Wednesday, May 11, 2016

Fewer than 1% of rural Medicare beneficiaries received care via telemedicine in 2013, study finds

Telemedicine is touted as a way to get more specialty care to people in rural areas without making them travel to urban centers. Despite a 28 percent increase in rural telemedicine visits among Medicare beneficiaries from 2004 to 2013, only 0.7 percent of rural beneficiaries received a telemedicine visit in 2013, says a study by researchers at Harvard Medical School, published in The Journal of the American Medical Association. More than 40,000 rural Medicare beneficiaries received a telemedicine visit in 2013, averaging 2.6 visits each for 107,955 total visits, up from 7,015 visits in 2004. (Harvard graphic: Rates of telemedicine visits per 1,000 rural Medicare beneficiaries in states with and without telemedicine parity laws)
The study found that "most visits occurred in outpatient clinics; 12.5 percent occurred in a hospital or skilled nursing facility. Mental health conditions were responsible for 79 percent of visits. Rural beneficiaries who received a 2013 telemedicine visit were more likely to be younger than 65 years, have entered Medicare due to disability, have more illnesses, and live in a poorer community compared with those who did not receive a telemedicine visit."
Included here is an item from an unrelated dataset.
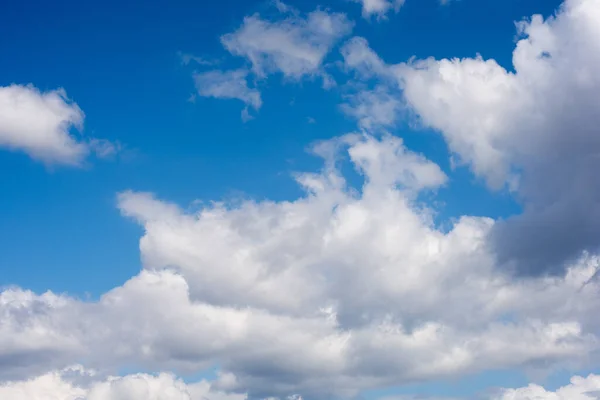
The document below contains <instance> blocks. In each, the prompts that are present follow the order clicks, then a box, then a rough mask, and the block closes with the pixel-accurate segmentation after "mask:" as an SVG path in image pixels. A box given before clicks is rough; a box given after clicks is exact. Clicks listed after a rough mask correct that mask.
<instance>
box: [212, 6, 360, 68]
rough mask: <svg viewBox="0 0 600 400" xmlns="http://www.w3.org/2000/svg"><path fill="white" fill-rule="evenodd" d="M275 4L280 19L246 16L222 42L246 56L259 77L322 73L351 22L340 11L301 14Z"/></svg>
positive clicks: (287, 7)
Researchers wrote: "Proposed federal legislation would encourage greater use of telemedicine through expanded reimbursement. In contrast to others, we found that state laws that mandate commercial insurance reimbursement of telemedicine were not associated with faster growth in Medicare telemedicine use. Our results emphasize that nonreimbursement factors may be limiting growth of telemedicine including state licensure laws and restrictions that a patient must be hosted at a clinic or facility."